Studio album by Gérard Lenorman
- Released: 1976
- Genre: Variety; Chanson;
- Label: CBS [fr]
- Producer: Jean-Jacques Souplet

Gérard Lenorman chronology
| Gérard Lenorman (1975) | Drôles de chansons (1976) | Au-delà des rêves (1977) |

Singles from Drôles de chansons
- "Michèle" Released: February 1976; "Gentil dauphin triste" Released: July 1976; "Voici les clés" Released: November 1976; "Sous d'autres latitudes" Released: June 1977;

= Drôles de chansons =

Drôles de chansons is the sixth studio album by French singer Gérard Lenorman, released in 1976 by CBS Disques.

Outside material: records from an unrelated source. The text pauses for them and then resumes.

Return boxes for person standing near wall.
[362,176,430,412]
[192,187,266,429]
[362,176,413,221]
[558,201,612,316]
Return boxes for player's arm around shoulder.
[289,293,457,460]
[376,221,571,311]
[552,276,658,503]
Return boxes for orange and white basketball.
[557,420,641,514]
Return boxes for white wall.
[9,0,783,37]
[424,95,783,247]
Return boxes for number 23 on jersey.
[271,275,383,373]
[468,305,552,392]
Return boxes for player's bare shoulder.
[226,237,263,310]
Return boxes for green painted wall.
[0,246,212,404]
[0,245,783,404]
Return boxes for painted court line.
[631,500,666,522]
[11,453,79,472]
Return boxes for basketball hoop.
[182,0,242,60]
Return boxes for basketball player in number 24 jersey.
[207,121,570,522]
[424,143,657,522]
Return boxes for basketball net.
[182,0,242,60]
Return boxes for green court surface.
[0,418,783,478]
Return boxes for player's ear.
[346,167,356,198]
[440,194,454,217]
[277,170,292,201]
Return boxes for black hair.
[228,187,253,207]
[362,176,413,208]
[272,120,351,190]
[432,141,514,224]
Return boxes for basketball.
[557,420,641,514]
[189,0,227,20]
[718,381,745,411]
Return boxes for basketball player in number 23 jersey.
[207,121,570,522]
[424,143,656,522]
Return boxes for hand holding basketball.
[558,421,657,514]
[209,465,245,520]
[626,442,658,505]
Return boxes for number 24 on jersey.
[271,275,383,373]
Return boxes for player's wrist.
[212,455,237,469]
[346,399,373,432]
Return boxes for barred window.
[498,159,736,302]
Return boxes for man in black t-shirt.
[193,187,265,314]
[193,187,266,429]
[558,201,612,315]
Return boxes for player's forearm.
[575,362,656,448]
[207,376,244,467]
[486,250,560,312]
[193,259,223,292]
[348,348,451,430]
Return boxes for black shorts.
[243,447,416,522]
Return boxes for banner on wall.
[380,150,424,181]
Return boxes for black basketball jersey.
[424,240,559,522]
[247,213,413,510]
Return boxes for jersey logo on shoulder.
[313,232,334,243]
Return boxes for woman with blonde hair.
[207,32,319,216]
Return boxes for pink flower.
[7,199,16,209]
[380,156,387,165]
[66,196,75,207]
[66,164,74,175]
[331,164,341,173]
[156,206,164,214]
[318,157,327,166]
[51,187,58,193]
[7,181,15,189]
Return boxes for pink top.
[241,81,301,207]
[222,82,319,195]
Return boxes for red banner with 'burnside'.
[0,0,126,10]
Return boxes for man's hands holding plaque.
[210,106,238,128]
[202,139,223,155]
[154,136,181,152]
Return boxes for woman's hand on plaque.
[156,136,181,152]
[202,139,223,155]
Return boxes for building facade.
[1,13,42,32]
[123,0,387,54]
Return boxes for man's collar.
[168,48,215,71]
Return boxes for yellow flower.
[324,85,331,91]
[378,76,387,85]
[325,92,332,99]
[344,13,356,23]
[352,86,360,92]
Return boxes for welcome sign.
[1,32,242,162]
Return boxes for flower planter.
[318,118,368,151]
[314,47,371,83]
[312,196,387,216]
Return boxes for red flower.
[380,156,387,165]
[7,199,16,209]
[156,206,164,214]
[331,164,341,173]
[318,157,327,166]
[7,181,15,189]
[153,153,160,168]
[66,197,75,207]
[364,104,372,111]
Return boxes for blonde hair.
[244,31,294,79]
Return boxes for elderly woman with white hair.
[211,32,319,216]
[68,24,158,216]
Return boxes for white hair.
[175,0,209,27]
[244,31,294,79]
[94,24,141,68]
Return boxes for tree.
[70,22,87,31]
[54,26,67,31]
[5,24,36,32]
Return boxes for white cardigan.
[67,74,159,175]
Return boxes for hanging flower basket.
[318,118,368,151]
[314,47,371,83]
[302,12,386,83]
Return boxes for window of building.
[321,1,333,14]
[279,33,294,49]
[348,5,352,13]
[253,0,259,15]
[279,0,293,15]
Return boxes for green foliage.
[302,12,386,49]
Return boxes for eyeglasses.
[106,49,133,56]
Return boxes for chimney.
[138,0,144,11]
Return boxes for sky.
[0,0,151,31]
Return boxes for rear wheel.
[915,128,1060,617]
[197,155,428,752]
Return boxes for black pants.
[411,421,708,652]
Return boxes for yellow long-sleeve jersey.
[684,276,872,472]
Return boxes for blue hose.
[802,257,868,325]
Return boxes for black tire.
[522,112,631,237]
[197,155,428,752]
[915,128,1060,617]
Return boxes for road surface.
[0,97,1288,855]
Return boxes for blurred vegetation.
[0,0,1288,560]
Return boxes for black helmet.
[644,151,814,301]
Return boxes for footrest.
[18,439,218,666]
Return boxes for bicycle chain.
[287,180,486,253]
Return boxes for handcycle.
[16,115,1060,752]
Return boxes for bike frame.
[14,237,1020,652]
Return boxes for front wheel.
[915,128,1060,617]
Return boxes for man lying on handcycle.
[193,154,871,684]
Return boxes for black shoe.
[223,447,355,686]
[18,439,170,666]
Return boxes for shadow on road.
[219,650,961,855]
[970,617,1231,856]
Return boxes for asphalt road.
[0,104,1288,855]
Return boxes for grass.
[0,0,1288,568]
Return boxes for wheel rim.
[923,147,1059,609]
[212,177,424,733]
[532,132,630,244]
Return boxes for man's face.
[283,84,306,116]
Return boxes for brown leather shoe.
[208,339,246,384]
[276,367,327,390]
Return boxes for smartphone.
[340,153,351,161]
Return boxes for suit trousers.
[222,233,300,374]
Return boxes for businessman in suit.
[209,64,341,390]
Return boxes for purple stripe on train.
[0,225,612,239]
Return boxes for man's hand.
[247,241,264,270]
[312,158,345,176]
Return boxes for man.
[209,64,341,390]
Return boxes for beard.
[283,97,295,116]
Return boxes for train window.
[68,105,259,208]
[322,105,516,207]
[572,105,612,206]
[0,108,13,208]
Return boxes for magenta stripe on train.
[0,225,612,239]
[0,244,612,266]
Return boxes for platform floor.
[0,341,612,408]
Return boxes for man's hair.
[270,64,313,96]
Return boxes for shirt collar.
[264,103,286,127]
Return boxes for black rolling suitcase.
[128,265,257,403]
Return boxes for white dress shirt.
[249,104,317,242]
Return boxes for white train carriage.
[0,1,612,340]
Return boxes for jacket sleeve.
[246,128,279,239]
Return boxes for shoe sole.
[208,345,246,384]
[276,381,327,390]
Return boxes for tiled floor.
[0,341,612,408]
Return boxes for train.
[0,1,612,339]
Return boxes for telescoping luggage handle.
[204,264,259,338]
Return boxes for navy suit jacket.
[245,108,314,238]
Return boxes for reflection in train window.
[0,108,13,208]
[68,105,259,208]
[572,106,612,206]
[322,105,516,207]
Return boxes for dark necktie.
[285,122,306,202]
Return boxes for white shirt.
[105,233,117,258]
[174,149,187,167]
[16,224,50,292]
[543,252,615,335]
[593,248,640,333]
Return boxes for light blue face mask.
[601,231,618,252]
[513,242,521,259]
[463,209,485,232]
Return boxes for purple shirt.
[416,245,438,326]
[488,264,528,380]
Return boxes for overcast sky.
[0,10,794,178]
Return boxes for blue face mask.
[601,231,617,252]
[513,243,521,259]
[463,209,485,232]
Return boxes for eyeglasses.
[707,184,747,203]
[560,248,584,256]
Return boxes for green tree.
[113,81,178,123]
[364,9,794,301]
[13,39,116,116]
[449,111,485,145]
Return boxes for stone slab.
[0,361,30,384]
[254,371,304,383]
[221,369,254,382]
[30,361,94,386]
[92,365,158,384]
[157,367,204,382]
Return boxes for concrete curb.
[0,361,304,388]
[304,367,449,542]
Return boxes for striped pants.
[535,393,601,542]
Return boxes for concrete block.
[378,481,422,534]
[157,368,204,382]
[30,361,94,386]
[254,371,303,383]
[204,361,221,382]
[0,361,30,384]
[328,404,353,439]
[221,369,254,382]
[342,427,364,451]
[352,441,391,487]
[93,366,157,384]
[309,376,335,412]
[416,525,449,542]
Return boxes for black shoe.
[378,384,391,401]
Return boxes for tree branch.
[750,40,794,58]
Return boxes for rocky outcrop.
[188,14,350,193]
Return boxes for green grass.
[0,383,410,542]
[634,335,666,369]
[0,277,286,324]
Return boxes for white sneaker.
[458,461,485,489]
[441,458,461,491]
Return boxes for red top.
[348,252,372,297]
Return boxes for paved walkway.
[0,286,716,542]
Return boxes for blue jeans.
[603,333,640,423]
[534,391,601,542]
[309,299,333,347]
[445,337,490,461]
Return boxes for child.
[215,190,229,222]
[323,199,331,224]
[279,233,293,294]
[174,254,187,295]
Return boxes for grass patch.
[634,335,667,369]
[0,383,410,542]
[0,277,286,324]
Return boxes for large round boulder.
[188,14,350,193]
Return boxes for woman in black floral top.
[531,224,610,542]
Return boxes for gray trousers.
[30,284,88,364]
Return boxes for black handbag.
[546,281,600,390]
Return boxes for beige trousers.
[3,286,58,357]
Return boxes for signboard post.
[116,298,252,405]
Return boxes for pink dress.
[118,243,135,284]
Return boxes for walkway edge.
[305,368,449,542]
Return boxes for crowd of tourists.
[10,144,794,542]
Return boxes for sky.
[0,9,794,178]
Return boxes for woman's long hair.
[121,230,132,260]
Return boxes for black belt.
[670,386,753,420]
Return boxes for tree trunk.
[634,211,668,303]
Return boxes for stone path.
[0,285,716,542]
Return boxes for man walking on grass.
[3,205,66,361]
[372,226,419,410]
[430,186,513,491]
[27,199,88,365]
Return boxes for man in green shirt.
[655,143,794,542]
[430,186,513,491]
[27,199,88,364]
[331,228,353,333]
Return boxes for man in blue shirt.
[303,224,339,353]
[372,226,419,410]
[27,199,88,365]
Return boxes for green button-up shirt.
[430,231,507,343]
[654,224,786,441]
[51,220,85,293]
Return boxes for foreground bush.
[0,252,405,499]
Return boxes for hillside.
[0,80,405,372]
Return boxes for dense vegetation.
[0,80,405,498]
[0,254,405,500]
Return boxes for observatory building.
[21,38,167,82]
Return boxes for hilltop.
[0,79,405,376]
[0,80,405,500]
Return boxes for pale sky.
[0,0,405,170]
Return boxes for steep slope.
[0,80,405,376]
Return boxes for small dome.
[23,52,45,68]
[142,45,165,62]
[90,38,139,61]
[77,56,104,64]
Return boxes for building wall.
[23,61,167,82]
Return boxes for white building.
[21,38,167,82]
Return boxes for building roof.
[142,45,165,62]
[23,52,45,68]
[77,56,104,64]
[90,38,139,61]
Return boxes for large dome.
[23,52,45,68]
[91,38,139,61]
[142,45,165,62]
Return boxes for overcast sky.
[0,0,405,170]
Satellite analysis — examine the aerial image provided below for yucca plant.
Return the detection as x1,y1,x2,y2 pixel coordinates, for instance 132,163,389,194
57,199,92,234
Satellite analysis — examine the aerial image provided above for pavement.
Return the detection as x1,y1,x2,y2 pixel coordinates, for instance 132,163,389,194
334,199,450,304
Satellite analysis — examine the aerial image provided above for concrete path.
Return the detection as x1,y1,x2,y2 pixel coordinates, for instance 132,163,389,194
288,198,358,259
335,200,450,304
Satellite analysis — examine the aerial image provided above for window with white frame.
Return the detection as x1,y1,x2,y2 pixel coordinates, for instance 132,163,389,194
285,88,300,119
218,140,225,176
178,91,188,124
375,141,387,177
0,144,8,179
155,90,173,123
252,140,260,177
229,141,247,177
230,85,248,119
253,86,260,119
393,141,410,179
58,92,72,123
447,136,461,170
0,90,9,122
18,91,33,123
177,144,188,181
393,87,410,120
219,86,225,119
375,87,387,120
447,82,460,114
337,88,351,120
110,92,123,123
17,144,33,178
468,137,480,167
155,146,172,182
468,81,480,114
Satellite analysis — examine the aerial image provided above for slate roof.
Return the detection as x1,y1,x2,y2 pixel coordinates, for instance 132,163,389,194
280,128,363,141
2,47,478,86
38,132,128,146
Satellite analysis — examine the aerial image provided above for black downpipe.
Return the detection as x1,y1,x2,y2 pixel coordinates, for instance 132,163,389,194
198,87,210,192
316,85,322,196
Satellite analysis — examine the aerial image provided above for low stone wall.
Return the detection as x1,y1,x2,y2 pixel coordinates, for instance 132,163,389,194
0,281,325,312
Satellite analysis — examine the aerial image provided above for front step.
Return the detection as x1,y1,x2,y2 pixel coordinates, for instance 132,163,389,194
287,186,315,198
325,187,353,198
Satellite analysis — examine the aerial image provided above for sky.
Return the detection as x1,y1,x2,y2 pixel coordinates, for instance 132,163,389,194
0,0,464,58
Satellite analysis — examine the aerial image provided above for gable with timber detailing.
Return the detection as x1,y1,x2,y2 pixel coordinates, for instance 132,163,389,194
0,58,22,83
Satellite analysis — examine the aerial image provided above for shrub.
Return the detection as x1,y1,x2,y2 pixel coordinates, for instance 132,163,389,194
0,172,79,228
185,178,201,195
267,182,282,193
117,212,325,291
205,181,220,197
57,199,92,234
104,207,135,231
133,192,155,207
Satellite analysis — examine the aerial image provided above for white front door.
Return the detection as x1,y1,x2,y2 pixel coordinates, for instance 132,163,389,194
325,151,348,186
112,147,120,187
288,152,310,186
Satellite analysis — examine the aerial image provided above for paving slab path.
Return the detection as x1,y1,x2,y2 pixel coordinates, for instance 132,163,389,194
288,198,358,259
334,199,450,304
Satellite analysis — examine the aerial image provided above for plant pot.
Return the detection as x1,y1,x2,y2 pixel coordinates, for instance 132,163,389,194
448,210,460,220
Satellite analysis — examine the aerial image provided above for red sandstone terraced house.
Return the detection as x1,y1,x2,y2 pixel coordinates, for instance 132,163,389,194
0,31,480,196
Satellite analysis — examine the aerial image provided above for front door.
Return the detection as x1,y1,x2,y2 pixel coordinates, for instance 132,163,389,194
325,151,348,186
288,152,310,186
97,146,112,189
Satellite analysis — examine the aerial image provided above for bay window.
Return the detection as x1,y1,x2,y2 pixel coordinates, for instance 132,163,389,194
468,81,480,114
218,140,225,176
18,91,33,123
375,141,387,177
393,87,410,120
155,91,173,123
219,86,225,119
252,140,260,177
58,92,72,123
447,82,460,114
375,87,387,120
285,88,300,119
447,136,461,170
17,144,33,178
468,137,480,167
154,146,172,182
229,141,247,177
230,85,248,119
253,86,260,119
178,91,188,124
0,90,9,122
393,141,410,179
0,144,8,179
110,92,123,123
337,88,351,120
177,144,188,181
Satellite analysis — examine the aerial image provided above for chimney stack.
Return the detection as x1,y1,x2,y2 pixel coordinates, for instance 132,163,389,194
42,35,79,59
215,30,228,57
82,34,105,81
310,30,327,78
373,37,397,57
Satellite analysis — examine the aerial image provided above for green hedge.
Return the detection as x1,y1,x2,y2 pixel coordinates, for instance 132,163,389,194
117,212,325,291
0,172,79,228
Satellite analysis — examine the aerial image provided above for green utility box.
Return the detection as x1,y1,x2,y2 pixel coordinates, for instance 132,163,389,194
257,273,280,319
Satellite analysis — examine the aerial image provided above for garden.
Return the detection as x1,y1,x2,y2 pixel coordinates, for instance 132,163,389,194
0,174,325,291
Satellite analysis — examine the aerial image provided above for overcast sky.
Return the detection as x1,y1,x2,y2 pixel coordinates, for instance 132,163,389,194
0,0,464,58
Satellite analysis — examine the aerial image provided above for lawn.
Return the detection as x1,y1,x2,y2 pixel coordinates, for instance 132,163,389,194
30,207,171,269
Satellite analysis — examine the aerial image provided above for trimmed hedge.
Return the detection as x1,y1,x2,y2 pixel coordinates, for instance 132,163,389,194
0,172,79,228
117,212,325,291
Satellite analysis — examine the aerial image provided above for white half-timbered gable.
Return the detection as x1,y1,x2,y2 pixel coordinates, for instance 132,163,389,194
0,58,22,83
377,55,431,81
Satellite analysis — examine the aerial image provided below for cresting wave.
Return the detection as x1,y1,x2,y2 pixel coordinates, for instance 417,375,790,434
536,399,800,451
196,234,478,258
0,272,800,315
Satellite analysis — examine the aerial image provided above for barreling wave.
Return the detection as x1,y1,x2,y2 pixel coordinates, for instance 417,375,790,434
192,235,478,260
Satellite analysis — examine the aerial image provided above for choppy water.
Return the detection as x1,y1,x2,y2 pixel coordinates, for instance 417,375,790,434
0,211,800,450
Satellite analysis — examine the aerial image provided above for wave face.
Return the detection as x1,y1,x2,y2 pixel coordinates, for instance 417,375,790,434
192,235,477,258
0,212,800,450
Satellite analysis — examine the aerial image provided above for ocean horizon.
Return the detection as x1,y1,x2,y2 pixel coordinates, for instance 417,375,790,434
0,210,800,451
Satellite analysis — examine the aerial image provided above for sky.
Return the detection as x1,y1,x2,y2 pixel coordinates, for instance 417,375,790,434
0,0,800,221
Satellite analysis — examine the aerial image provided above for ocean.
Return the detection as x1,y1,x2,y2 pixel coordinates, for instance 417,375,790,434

The album was certified gold in France by SNEP for sales of copies. In 1997, Drôles de chansons was reissued on CD by the Versailles label.

== Singles ==
Several songs from the album were released as 45 rpm singles and achieved commercial success, including "Michèle", Gentil dauphin triste, and "Voici les clés", the latter reaching number one on the charts in France and French-speaking Belgium. The album's final single, "Sous d'autres latitudes", enjoyed more modest success. The song "S'il vous plaît les nuages" was released as a 45 rpm single exclusively in Japan, with "La Ballade des gens heureux" as the B-side.

== Track listing ==

Face A
| No. | Title | Writer(s) | Length |
|---|---|---|---|
| 1. | "Comme une chanson bizarre" | Nicolas Peyrac, Gérard Lenorman | 5:45 |
| 2. | "S'il vous plaît des nuages" | Jean Virginie Vérigneaux, Philippe Lhommet | 3:52 |
| 3. | "Les Cathédrales" | Didier Barbelivien, Gérard Stern | 3:58 |
| 4. | "Le Temps" | Barbelivien, Stern | 3:00 |
| 5. | "Gentil dauphin triste" | Lenorman, Pierre Delanoë | 3:45 |

Face B
| No. | Title | Writer(s) | Length |
|---|---|---|---|
| 6. | "Voici les clés" | Delanoë, Toto Cutugno, Vito Pallavicini | 3:45 |
| 7. | "Invitation à la mort" | Barbelivien, Lenorman | 5:10 |
| 8. | "Sous d'autres latitudes" | Philippe Lavil | 3:00 |
| 9. | "Michèle" | Barbelivien, Michel Cywie | 3:08 |
| 10. | "Et puis lentement" | Daniel Seff [fr], Richard Seff [fr] | 3:08 |
| 11. | "Drôle de chanson" | Barbelivien | 1:35 |

== Credits ==
- Gérard Lenorman – vocals
- Benoît Kaufman – arrangements, orchestral conducting (5)
- Guy Mattéoni – arrangements, orchestral conducting (tracks: 1–4, 6–11)
- Bernard Estardy – sound engineer
- Jean-Jacques Souplet – artistic direction
- Roth + Sauter – illustration (front cover)
- Maxime Rebière – illustration (inner sleeve)
- Alain Marouani – photography
Credits adapted from the album liner notes.

== Charts ==

| Chart (1976–1977) | Peak position |
|---|---|
| France (SNEP) | 1 |
| France (GIEEPA [fr]) | 3 |
| Dutch Albums (Album Top 100) | 16 |

== Certifications ==

| Region | Certification | Certified units/sales |
| France (SNEP) | Gold | 100,000^{*} |
^{*} Sales figures based on certification alone.